The interior is upscale but not intimidating – the sort of place you would expect to find well clad suburban moms and young business executives doing a quick lunch.
Baked Oysters with Caramelized Onions, Brioche, Tasso Ham, and Gruyere Cheese
San Francisco Style Crab Melt with Blue Crab, Dill Aioli, Jack Cheese, and Sourdough Bread
If this sandwich doesn’t scream “hedonism,” then I don’t know what does. Sweet, juicy crab blended with creamy mayonnaise and fresh dill. It was blanketed in a melty, tangy layer of jack cheese that stretched when I pulled the toasty, buttery halves of the sandwich apart. The crab was warmed through just slightly, so it retained the mild taste of cold crab but absorbed some of the bread’s butter and became aromatic and sweet.
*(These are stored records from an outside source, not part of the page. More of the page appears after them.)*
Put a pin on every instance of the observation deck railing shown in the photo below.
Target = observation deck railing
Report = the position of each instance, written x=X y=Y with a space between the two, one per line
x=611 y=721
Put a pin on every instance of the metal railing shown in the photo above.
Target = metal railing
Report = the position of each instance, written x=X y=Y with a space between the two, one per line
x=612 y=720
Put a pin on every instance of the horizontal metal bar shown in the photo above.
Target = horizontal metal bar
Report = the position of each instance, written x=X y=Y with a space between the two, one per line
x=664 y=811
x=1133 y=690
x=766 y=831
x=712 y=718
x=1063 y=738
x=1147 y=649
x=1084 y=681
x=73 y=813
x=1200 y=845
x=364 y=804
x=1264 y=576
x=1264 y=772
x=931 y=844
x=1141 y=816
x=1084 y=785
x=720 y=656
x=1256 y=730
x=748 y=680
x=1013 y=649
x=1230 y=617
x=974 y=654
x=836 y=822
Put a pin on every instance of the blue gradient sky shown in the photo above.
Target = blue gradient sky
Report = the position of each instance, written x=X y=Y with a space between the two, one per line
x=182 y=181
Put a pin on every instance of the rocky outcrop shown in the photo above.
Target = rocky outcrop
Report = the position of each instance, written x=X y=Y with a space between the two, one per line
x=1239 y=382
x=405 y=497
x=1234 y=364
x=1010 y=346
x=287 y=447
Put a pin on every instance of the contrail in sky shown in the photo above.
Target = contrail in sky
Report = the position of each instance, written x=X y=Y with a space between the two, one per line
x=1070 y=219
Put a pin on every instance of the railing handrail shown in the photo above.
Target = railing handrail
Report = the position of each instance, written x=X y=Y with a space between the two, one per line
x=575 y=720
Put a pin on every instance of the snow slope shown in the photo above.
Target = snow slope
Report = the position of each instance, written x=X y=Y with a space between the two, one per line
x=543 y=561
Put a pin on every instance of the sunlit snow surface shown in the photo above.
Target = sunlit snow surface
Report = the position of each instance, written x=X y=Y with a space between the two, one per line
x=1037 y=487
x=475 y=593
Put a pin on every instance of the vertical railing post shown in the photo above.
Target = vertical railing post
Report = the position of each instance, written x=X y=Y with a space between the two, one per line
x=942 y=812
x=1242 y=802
Though I don’t tend to love crab and cheese, this achieved the impossible – it highlighted the flavor of the crab and the texture of the cheese so each complimented the other without any competition.
Max Oyster Bar is a great place to grab a Connecticut lunch, and by that I mean fresh, seafood oriented, and reasonably priced. By NYC standards, it was practically cheap. The service was great, the portions were huge, and they really have a way with fish and cheese. This restaurant single handedly convinced me that Connecticut isn’t just a summer destination.